Sweet Protection Bear Light

BikeRadar score4/5

Sweet Protection Bear Light pads have a dedicated knee cup
Sweet Protection Bear Light pads have a dedicated knee cup

Best for: Riders who need knee cap protection and want a shorter length

Riding into the middle zone of protection are Sweet Protection's Bear Light knee pads

These pads feature pronounced visco elastic knee cups that should dissipate most strikes to the patella. What they're not dissipating is heat as the cups aren't perforated in any way. 

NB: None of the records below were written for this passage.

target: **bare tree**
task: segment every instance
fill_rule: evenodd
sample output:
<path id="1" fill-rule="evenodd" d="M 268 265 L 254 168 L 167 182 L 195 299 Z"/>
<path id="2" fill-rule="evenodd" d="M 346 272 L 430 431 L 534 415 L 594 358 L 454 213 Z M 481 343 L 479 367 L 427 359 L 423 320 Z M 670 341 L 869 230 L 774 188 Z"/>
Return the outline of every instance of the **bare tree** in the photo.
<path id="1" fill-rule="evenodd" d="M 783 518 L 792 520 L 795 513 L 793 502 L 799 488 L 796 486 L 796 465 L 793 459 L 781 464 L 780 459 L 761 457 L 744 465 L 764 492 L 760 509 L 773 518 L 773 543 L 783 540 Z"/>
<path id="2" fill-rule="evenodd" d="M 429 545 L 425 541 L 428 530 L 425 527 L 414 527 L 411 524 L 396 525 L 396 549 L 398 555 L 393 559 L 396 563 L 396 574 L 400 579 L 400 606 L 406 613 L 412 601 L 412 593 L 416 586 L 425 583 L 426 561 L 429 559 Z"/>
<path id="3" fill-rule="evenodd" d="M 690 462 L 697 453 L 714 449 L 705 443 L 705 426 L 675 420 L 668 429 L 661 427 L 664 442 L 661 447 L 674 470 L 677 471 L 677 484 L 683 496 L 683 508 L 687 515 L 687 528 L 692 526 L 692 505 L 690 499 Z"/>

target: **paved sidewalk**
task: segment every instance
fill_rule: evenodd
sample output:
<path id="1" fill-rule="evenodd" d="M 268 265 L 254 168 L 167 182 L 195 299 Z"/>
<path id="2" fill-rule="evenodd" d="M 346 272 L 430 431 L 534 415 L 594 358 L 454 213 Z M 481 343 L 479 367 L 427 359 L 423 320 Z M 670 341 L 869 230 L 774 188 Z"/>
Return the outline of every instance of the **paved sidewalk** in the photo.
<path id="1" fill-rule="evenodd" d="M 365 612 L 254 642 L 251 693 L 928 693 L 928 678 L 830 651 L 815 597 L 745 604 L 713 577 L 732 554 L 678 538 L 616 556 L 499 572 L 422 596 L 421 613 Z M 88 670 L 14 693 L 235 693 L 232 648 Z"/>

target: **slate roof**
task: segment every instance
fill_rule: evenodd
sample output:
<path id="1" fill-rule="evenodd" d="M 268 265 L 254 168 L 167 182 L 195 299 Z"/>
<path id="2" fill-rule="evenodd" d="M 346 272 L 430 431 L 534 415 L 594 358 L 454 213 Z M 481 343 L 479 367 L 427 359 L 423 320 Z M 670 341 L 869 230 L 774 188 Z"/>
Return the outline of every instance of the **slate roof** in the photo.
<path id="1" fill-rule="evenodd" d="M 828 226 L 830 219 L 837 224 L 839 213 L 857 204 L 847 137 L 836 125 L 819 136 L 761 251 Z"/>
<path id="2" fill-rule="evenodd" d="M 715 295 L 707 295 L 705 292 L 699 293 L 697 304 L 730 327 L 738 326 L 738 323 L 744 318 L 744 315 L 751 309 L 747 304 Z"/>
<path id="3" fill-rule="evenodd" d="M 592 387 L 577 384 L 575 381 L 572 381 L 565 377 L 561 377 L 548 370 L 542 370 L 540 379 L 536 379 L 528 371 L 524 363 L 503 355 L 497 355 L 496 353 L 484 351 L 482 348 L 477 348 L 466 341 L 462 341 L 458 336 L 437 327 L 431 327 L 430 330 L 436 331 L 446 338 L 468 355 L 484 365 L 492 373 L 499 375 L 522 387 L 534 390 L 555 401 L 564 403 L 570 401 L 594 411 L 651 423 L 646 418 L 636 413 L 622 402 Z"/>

Outside of the padding, the rest of the pads are well thought out with thin, slick material behind the knees, and thicker material on the sides. 

They're noticeably shorter than the other pads here, but do have rubber grippers at the top and bottom plus a Velcro strap to seriously lock them in place. Another note is that while I have Mediums on test, they're the most snug of this bunch.

G-Form Pro-X

BikeRadar score3.5/5

G-Form's Pro-X pads are minimal, lightweight and very pedal friendly
G-Form's Pro-X pads are minimal, lightweight and very pedal friendly

Best for: Cross country riders looking for a bit of protection

G-Form's Pro-X knee pads are the lightest of the group, and the most cross country friendly. 

They're thin, pedal with ease, are easy to carry in a pack, and still offer decent protection thanks to the flexible, impact-absorbing RPT pads. 

If you're a recovering Lycra addict and still believe hardtails rule the roost, these are a gentle entry into keeping your knees scar free.

Troy Lee Designs Speed Knee Sleeves

BikeRadar score3.5/5

TLD's Speed Sleeve pads are warm and low profile
TLD's Speed Sleeve pads are warm and low profile

Best for: Riders who are learning to enjoy the downs as much as the ups

Moving up in weight and protection, Troy Lee Designs' Speed Knee Sleeves fit the bill. While a bit heavier than the G-Forms above, especially in the material behind the knee, they still pedal well. 

The protection comes from 4mm-thick D30 padding that firms up upon impact, which fends off hits and scrapes. They're definitely warmer than the G-Form pads, but the protection is a bit better especially for abrasions. 

They're XC friendly, yet not outclassed on most fast trail rides with a 120mm travel rig.